SH2 dynamic recompiler
This describes the dynamic recomplier for SH2 emulation which is in the yabause-dynarec branch, and in trunk since version 0.9.11. The design is based in part on code originally written for mupen64plus.
The PSP port uses a different recompiler, not described here, which has different design goals and in particular is optimized for very low memory usage.
The recompiler generates optimized code, and to avoid the expense of recompiling code multiple times, a large cache (typically 16 to 32 MB) is used.
The memory for the recompiled code is allocated in a single large block, using mmap with the PROT_EXEC bit set, to ensure operation on CPUs with no-execute (NX) page permissions.
Saturn games frequently load different code into memory. To facilitate replacement of code, only contiguous blocks of SH2 instructions are compiled. No attempt is made to follow branches or 'hot-paths' to distant memory areas.

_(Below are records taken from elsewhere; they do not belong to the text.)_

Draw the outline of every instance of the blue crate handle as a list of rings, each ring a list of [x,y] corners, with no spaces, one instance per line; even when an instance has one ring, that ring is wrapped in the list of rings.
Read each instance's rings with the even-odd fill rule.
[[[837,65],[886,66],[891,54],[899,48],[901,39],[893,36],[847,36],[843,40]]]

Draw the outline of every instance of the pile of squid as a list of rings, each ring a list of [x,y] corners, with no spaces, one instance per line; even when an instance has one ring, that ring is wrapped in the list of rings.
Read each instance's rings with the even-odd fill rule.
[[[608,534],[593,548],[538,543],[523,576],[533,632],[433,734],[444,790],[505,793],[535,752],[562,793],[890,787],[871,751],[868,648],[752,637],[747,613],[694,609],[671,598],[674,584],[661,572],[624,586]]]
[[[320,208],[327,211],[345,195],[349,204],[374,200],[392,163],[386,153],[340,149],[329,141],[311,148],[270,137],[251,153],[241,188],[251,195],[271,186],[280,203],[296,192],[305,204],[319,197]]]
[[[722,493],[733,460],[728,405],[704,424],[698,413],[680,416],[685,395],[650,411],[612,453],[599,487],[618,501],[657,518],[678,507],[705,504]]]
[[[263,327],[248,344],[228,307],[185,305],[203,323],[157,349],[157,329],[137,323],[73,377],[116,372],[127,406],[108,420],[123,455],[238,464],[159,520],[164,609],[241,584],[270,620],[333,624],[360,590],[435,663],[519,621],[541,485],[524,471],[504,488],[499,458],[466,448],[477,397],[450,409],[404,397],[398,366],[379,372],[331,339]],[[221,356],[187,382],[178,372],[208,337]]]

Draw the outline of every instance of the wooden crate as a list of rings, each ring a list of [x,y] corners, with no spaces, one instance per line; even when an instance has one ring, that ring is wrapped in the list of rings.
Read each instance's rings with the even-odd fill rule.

The recompiler consists of eight stages, plus a linker, and a memory manager, as described below.
Currently the dynarec generates x86, x86-64, and ARMv7 (little-endian). Most of the code is shared between the architectures, but a different code generator is included at compile time, using different #include statements depending on the CPU type.
Pass 1: Disassembly
When an instruction address is encountered which has not been compiled, the function sh2_recompile_block is called, with the address of the target instruction as its sole parameter.
Instructions are decoded until an unconditional jump is encountered, except that disassembly is usually continued past a JSR (subroutine call) instruction. Up to 4096 instructions (8K of SH2 code) may be disassembled at once.
During disassembly, PC-relative load instructions are provisionally treated as loading constant values, and these values are used to determine possible target addresses of branch instructions and memory writes. If it appears that an instruction will write to one of these nearby memory locations, then this constant-propagation strategy is abandoned.
Pass 2: Constant propagation and liveness analysis
Following disassembly, a revised constant propagation pass is performed. Using information about branch targets found in the first pass, this will avoid propagating constants to any instructions following the target of a branch instruction.
After completing constant propagation and identifying the target address of any branch instruction that can be definitively determined, liveness analysis is performed on the registers. This determines when a particular register will no longer be used, and thus can be removed from the register cache.
Pass 3: Register allocation
The 22 SH2 registers must be mapped onto seven available registers on x86, or twelve available registers on ARM.
Registers are made available using a least-soon-needed replacement policy. When the register cache is full, and no registers can be eliminated using the liveness analysis, a ten-instruction lookahead is used to determine which registers will not be needed soon and these registers are evicted from the cache.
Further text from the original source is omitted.